The beginnings of tourism stretch back to the 19th century, when the city was promoted by private shipping firms, travel guide publishers and hotels. In the 1920s, the government itself started to see tourism as a potential revenue source, according to Ms Cheng, who specialises in pre-war tourism in Hong Kong. This led to the establishment of the Hong Kong Travel Association (HKTA) in 1935.
Bustling but sleepy
The narrative at the time was of Hong Kong as the ‘Riviera of the Orient’, featuring beaches, scenery and leisure, albeit with an embedded message. An iconic poster by the HKTA featured colonial buildings against the backdrop of Victoria Peak. “Historians of tourism read that as colonial governments wanting to showcase the facilities they have built and the progress they have made in the colony,” Ms Cheng said. “A picture focussed only on the natural features cannot show this.”
The Second World War halted tourism, but afterwards things took a very different turn. Air travel meant people could make shorter visits, while the establishment of the People’s Republic of China in 1949 and the closing of borders meant Hong Kong became one of the few places where people could experience Chinese culture and gaze at Mainland China. For the government and other actors, including airlines, hotels and travel agents, as well as the new Hong Kong Tourist Association formed in 1957 to pick up where the pre-war HKTA left off, this was a time of opportunity.

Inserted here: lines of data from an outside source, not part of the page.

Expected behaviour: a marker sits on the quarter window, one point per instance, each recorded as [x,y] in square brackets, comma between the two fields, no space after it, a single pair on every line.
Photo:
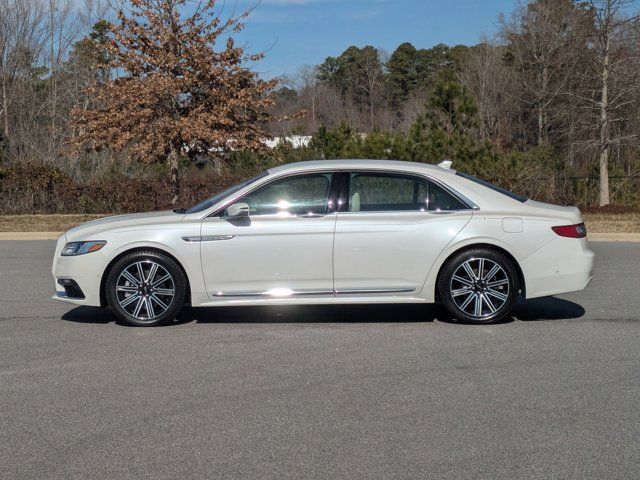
[377,192]
[300,195]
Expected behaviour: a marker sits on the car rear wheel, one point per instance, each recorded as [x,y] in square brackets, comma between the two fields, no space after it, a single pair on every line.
[479,286]
[146,289]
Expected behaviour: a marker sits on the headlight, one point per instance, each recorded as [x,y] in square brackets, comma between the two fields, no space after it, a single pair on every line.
[80,248]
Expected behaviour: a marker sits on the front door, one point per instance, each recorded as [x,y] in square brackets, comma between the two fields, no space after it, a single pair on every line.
[284,248]
[390,230]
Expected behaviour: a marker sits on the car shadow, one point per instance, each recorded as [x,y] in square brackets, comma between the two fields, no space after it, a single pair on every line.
[549,308]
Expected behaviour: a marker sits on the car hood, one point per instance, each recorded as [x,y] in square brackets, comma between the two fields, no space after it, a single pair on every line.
[91,230]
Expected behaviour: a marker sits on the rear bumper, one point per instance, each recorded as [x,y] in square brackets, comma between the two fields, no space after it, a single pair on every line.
[563,265]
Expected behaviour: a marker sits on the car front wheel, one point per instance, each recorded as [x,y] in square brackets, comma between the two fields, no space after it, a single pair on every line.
[479,286]
[146,289]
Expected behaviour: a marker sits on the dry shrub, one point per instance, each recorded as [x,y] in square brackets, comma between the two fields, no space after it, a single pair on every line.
[41,188]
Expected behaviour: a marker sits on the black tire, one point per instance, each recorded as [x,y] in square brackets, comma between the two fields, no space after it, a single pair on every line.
[152,298]
[495,295]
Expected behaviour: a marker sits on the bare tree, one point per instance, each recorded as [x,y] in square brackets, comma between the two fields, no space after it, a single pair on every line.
[542,42]
[22,23]
[615,62]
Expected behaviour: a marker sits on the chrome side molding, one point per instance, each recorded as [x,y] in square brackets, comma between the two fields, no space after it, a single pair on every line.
[274,292]
[287,292]
[350,291]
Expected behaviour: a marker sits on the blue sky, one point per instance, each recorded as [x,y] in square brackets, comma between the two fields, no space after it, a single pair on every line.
[298,32]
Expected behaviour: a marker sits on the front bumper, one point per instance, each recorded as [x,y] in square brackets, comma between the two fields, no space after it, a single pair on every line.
[85,270]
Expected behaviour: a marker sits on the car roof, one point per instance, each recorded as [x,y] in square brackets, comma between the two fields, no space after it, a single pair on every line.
[358,165]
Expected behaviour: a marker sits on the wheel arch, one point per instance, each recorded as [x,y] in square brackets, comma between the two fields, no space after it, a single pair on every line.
[107,270]
[489,246]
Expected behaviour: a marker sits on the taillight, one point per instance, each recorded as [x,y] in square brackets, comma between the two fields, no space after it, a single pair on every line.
[571,231]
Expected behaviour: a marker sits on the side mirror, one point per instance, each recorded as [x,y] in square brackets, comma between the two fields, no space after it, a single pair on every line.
[238,210]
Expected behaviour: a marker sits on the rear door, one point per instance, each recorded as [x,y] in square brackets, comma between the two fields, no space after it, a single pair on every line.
[390,229]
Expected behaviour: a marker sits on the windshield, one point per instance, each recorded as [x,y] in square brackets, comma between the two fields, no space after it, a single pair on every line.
[493,187]
[210,202]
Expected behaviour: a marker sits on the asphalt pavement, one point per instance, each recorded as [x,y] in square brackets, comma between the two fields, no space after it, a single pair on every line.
[387,392]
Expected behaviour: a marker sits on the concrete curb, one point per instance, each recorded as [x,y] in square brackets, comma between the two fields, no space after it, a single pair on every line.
[29,235]
[593,237]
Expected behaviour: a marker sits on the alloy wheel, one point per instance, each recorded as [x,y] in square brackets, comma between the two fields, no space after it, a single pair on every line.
[145,290]
[480,287]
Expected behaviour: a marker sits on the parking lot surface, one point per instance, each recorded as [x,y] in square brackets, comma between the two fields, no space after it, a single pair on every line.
[320,392]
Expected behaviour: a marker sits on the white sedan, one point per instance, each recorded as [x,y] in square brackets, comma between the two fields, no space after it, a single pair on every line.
[328,232]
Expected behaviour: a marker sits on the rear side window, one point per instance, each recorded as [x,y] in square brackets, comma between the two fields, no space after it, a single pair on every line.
[493,187]
[299,195]
[381,192]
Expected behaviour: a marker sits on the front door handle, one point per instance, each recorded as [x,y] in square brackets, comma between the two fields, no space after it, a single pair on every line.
[208,238]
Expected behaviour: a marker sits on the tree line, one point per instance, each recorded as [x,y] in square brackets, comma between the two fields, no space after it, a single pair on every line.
[150,87]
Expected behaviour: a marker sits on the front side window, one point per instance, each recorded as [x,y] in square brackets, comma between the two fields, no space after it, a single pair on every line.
[380,192]
[299,195]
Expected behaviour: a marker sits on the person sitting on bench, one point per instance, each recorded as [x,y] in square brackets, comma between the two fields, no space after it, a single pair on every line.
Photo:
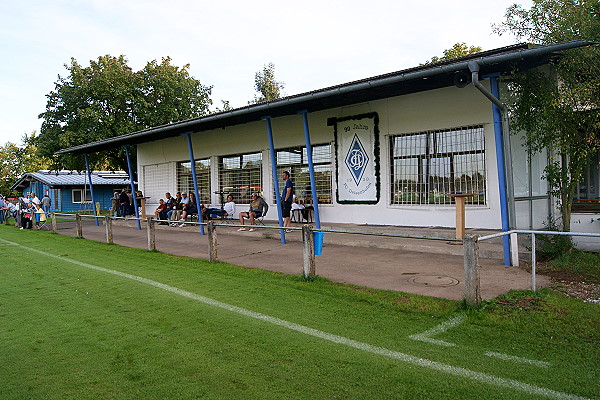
[258,208]
[227,210]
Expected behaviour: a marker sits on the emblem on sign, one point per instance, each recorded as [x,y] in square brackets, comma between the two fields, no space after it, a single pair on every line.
[356,159]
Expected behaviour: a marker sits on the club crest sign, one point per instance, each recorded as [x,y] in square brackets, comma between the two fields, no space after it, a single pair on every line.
[357,158]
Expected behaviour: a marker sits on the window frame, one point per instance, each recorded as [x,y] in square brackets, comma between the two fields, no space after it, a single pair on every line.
[443,145]
[324,194]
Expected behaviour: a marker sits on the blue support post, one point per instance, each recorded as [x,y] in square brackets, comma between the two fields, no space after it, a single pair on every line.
[275,180]
[501,170]
[311,169]
[135,210]
[89,173]
[195,179]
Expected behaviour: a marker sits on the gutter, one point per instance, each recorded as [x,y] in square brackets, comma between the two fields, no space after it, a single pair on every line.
[265,108]
[503,156]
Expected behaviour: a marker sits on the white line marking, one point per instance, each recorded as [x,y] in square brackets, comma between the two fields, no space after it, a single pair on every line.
[407,358]
[521,360]
[443,327]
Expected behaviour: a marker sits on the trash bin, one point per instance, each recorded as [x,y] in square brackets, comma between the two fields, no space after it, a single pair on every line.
[318,238]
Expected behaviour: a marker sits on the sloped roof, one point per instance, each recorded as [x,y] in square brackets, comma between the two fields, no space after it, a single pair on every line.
[55,179]
[412,80]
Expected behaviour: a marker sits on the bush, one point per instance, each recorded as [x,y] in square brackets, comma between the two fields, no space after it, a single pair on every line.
[549,247]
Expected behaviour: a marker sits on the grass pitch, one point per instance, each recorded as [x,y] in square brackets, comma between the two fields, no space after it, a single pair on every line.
[68,331]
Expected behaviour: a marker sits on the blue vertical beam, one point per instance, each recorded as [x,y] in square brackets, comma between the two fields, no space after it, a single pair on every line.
[195,179]
[501,170]
[137,215]
[311,169]
[275,179]
[89,173]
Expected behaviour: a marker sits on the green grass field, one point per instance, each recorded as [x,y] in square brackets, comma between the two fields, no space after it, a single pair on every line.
[142,329]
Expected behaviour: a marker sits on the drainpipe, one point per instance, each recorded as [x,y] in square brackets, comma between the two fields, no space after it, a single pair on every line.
[311,169]
[503,155]
[275,180]
[137,214]
[89,174]
[195,180]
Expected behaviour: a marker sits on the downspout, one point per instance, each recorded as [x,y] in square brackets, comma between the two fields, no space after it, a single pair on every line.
[311,169]
[195,180]
[503,155]
[89,174]
[132,184]
[275,180]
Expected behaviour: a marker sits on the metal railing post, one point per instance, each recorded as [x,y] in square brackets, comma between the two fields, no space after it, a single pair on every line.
[212,242]
[533,262]
[514,249]
[53,220]
[151,234]
[79,225]
[472,284]
[308,251]
[108,221]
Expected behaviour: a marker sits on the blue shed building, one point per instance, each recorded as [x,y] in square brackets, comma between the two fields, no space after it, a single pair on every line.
[70,190]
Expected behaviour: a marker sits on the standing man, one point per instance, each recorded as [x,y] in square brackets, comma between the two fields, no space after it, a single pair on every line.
[286,199]
[124,203]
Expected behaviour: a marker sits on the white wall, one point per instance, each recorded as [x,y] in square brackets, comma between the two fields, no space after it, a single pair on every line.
[437,109]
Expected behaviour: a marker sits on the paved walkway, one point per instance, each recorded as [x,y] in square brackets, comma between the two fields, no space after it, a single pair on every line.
[434,269]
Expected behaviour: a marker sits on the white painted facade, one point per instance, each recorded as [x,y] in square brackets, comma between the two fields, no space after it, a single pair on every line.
[438,109]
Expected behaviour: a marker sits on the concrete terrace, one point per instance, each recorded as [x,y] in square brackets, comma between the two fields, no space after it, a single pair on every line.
[427,267]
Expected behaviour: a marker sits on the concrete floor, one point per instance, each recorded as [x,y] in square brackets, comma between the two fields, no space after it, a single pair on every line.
[426,267]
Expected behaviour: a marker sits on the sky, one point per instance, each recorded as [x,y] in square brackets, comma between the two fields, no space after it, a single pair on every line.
[313,43]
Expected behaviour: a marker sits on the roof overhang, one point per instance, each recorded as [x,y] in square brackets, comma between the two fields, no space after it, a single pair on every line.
[422,78]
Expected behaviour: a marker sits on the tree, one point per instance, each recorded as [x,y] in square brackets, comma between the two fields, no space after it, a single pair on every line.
[458,50]
[16,160]
[266,85]
[109,99]
[558,108]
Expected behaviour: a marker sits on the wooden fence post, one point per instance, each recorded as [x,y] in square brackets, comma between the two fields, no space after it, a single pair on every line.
[79,226]
[472,288]
[308,241]
[212,242]
[108,221]
[151,234]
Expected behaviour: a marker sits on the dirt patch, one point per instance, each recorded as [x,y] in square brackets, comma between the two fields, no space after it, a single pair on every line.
[571,284]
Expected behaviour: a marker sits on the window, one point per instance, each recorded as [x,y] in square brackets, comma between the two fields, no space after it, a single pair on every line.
[157,181]
[587,196]
[295,161]
[185,180]
[241,175]
[427,166]
[77,195]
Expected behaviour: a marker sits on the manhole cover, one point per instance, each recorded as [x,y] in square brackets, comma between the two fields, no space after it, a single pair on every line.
[433,280]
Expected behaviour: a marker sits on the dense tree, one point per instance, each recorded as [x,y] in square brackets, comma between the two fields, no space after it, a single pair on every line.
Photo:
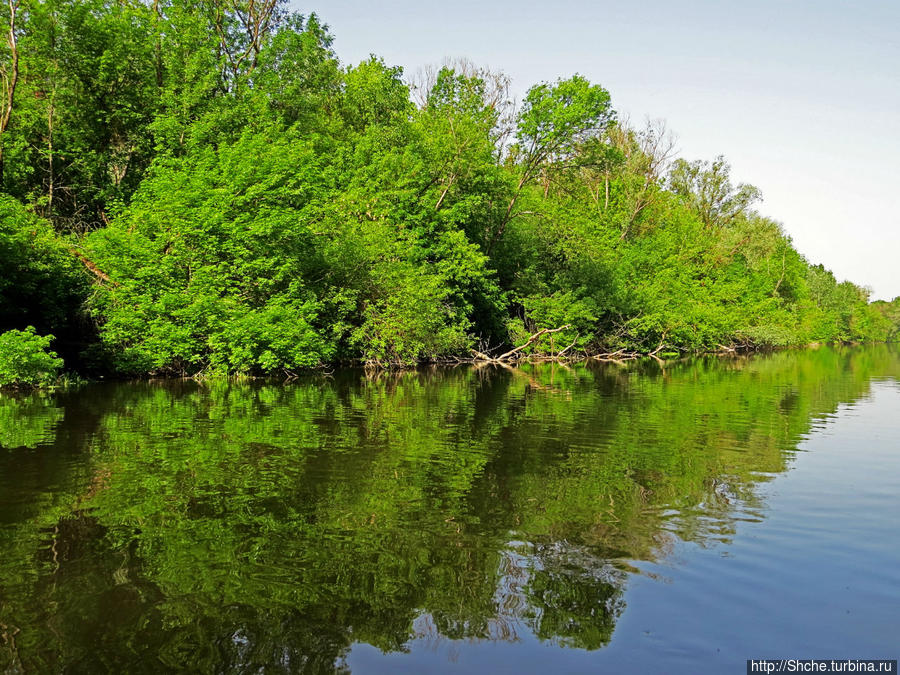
[223,195]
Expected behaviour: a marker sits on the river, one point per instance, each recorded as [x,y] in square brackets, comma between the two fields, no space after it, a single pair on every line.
[643,517]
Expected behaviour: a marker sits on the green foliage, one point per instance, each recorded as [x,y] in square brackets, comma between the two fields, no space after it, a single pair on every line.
[246,204]
[26,359]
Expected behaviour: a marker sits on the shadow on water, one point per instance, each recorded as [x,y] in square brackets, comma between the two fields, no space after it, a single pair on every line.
[238,527]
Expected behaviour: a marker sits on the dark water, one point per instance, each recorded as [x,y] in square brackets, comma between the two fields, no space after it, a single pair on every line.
[593,518]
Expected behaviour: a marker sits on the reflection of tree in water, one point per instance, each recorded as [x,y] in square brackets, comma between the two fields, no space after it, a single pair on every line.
[246,527]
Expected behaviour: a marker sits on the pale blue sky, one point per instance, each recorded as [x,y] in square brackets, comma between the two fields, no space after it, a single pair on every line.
[803,98]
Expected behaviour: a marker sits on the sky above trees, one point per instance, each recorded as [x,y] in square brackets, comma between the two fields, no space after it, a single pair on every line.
[802,97]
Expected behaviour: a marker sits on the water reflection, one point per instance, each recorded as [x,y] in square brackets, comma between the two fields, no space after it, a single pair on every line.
[238,527]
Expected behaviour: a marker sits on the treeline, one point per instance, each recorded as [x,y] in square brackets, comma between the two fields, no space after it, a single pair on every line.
[197,187]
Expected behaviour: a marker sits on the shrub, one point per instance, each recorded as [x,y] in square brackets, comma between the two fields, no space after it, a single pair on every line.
[26,360]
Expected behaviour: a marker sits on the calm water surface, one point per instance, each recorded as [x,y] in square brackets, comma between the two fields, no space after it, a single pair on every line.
[592,518]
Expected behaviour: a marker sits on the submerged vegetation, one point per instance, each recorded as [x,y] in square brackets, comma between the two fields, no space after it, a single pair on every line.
[204,188]
[181,526]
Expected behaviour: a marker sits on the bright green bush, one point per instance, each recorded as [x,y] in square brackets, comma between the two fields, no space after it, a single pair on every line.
[26,359]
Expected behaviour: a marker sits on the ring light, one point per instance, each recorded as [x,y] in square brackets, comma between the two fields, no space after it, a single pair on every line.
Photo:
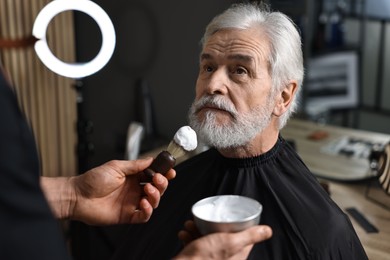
[77,70]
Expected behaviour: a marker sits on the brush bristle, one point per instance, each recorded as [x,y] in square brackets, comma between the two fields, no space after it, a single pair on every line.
[175,149]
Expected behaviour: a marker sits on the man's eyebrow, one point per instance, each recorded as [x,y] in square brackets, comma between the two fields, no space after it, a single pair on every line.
[205,56]
[239,57]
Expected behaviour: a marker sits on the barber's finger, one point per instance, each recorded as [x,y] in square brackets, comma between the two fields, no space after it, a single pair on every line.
[152,195]
[160,182]
[250,236]
[171,174]
[143,214]
[133,166]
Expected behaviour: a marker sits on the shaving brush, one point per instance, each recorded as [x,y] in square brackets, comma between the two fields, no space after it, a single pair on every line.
[185,140]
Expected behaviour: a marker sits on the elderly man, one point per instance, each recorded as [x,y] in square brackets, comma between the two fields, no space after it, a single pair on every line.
[251,70]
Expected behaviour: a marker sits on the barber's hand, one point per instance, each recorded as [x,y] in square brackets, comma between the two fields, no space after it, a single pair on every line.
[111,193]
[221,245]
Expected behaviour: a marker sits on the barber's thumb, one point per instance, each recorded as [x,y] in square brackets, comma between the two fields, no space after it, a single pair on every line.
[261,233]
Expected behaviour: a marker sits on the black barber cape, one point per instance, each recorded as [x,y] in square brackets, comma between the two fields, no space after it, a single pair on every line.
[306,223]
[27,227]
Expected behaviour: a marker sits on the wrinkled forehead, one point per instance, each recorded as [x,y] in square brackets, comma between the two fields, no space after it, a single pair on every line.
[250,43]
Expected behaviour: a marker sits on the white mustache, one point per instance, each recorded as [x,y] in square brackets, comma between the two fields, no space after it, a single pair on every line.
[217,102]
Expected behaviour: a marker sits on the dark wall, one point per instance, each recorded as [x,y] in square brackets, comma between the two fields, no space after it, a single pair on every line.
[157,41]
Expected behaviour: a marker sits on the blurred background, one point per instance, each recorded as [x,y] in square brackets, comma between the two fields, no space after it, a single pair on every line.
[81,123]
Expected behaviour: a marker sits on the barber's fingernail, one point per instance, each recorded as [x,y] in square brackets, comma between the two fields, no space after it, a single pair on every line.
[159,179]
[265,230]
[151,189]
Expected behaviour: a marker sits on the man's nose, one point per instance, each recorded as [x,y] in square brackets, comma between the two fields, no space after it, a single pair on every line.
[218,82]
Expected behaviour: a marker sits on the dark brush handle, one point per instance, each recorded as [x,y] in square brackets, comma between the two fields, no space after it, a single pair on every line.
[161,164]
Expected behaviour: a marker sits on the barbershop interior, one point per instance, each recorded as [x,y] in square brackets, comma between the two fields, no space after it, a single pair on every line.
[114,80]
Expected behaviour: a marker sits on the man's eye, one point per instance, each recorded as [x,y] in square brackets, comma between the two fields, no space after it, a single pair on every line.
[208,69]
[240,71]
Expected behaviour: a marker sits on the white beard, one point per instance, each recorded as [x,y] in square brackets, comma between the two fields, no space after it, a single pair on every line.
[237,133]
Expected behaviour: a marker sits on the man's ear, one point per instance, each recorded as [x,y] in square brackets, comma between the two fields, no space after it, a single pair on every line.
[284,98]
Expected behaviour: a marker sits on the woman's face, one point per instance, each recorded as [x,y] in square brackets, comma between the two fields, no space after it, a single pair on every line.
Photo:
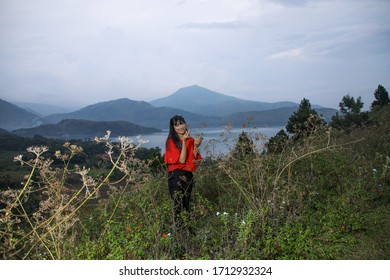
[180,128]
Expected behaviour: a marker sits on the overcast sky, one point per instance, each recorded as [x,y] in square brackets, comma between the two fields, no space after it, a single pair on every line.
[80,52]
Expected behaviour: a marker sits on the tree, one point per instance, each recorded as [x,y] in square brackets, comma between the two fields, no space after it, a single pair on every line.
[381,97]
[277,143]
[303,121]
[349,106]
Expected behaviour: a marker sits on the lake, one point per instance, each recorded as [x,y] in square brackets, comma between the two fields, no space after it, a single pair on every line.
[216,140]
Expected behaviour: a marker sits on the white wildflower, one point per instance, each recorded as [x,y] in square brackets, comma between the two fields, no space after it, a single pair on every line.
[19,158]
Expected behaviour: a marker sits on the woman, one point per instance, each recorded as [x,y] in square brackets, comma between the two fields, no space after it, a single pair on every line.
[181,155]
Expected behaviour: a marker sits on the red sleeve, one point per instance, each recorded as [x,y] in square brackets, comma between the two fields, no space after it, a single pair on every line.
[172,153]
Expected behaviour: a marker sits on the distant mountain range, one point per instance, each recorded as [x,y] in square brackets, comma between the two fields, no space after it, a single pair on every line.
[199,106]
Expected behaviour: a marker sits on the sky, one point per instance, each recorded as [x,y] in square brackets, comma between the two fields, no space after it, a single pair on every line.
[80,52]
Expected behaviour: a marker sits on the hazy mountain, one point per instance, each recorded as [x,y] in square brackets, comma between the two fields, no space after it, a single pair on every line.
[14,117]
[138,112]
[203,101]
[80,129]
[44,109]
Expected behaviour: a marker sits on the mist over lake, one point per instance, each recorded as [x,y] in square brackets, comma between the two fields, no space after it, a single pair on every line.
[216,140]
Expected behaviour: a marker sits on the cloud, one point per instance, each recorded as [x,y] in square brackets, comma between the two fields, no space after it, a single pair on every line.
[289,54]
[267,50]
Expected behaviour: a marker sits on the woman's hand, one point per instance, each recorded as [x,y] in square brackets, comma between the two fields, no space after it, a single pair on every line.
[198,141]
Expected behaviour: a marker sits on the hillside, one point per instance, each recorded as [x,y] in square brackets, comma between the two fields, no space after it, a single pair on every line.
[14,117]
[203,101]
[138,112]
[80,129]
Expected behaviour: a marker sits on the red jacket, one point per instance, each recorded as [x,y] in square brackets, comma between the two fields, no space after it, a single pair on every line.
[172,155]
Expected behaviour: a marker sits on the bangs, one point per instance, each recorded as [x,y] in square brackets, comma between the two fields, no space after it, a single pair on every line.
[178,119]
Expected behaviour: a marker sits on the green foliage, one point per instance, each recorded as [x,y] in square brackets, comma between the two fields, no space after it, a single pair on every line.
[244,146]
[277,143]
[381,97]
[350,114]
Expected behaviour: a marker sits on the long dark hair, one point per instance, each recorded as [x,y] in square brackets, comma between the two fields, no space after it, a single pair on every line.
[178,119]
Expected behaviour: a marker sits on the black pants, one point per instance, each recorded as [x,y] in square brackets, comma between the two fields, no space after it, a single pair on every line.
[180,183]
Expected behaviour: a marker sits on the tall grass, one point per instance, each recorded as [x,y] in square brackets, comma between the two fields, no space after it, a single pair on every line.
[325,197]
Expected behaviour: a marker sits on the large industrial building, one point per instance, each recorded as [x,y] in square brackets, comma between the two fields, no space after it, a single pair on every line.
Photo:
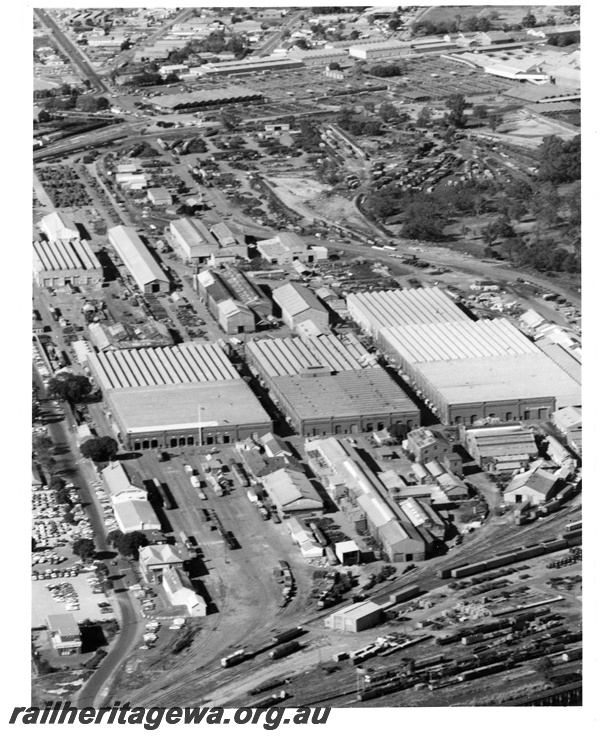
[142,266]
[326,385]
[234,300]
[58,225]
[298,303]
[65,262]
[177,396]
[472,370]
[373,311]
[181,102]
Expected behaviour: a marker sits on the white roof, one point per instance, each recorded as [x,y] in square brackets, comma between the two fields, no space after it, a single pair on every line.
[138,260]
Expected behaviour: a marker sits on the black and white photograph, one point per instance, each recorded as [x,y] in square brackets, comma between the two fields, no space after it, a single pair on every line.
[306,430]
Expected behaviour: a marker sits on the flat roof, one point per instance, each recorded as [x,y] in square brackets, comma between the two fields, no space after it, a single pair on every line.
[403,307]
[500,378]
[134,253]
[186,363]
[344,395]
[297,298]
[291,356]
[216,403]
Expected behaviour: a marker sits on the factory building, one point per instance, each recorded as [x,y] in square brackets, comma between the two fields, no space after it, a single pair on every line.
[287,247]
[65,262]
[58,225]
[233,299]
[298,303]
[292,492]
[141,265]
[500,448]
[326,385]
[476,370]
[318,57]
[355,617]
[359,492]
[373,311]
[380,50]
[183,102]
[176,396]
[192,240]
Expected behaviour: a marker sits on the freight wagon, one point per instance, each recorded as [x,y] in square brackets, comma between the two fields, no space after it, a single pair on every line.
[282,650]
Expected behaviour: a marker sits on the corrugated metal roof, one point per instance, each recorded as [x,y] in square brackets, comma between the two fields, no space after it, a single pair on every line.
[138,260]
[297,298]
[402,308]
[457,340]
[184,363]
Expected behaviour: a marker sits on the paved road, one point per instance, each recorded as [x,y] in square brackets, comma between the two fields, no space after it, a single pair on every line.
[71,51]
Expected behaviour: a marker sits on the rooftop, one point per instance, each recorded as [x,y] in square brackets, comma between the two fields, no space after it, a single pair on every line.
[295,299]
[64,254]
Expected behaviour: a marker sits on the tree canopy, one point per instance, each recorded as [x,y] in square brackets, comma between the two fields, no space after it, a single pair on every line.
[99,449]
[69,387]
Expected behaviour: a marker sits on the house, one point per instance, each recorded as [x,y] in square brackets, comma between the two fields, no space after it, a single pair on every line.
[291,491]
[274,446]
[533,486]
[180,592]
[64,634]
[298,304]
[155,559]
[119,487]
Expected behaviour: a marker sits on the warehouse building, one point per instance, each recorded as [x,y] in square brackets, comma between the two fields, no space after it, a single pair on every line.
[292,492]
[477,370]
[502,448]
[65,262]
[192,240]
[141,265]
[183,102]
[373,311]
[58,225]
[287,247]
[326,385]
[317,57]
[298,303]
[177,396]
[377,50]
[356,617]
[233,299]
[180,592]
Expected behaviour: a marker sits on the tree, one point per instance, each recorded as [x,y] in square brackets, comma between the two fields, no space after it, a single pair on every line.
[84,548]
[424,117]
[456,105]
[69,387]
[99,449]
[128,544]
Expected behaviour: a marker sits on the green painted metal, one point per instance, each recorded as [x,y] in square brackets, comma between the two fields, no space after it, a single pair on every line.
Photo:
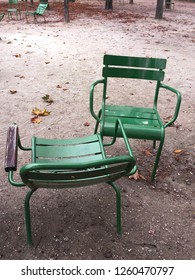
[40,11]
[1,16]
[14,8]
[138,122]
[68,163]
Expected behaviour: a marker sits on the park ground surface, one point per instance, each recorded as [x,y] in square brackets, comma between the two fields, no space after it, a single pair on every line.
[62,60]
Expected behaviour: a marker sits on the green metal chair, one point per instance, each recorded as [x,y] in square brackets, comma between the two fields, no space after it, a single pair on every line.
[14,9]
[139,122]
[60,163]
[40,11]
[1,16]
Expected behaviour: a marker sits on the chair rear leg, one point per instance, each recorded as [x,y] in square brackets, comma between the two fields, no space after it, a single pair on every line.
[27,216]
[118,207]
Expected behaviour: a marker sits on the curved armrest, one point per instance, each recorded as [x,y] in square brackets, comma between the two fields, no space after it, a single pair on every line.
[91,98]
[11,153]
[178,103]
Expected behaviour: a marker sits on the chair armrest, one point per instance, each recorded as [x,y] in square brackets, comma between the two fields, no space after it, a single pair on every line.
[11,153]
[92,98]
[178,103]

“From the 1950s up to 1997, a range of state and non-state actors tried to promote Hong Kong as a unique place that was culturally Chinese but a British colony and which blended East and West. And from the early 1970s it was portrayed as a bustling metropolis coexisting with the sleepy rural New Territories,” said Professor Carroll, whose research has focussed on post-war tourism.
Fabulous Hong Kong, poster of Hong Kong Tourist Association, circa 1966, painted by Miroslav Šašek. (Courtesy of Hong Kong Baptist University Library Art Collections)
Window on Hong Kong
Tourism also became a window through which Hong Kong people came to think about their city and themselves. “Especially within the contexts of the Cold War and the disintegration of the British Empire, tourism was about more than economics and the movement of people. It became a way for Hong Kong to position itself within Asia and across the globe,” he said.
Interestingly, from the mid-1980s to 1997, tourism authorities struggled to define Hong Kong. The opening of Mainland China meant visitors did not need to come here to experience Chinese culture, so shopping took centre stage, especially for tourists from around the region.
After the handover, things took another turn as the government began to see tourism as a way to brand the city to the world following uncertainty about its future. The Hong Kong Tourism Board was established in 2001 with full government funding and the Culture, Sports and Tourism Bureau was established in 2022.
The biggest change, though, was in the tourists themselves. Following the Mainland and Hong Kong Closer Economic Partnership Agreement signed in 2003 (in the wake of SARS), more Mainland tourists poured into Hong Kong.
This has had local impact, including sometimes negative reactions from local residents. But for Ms Cheng, it also reinforces the idea that mass tourism is not just a Western concept. In fact, tourism and travelling are deeply embedded in Chinese history and culture.
“Tourism is almost necessarily a global phenomenon, but by studying Hong Kong, we want to decentralise the narrative from a Eurocentric one of how modern tourism has developed. Asian regions have their own unique travel culture as well. It’s not just a matter of mass tourism spreading here from Europe,” she said.
Tourism is almost necessarily a global phenomenon, but by studying Hong Kong, we want to decentralise the narrative from a Eurocentric one of how modern tourism has developed.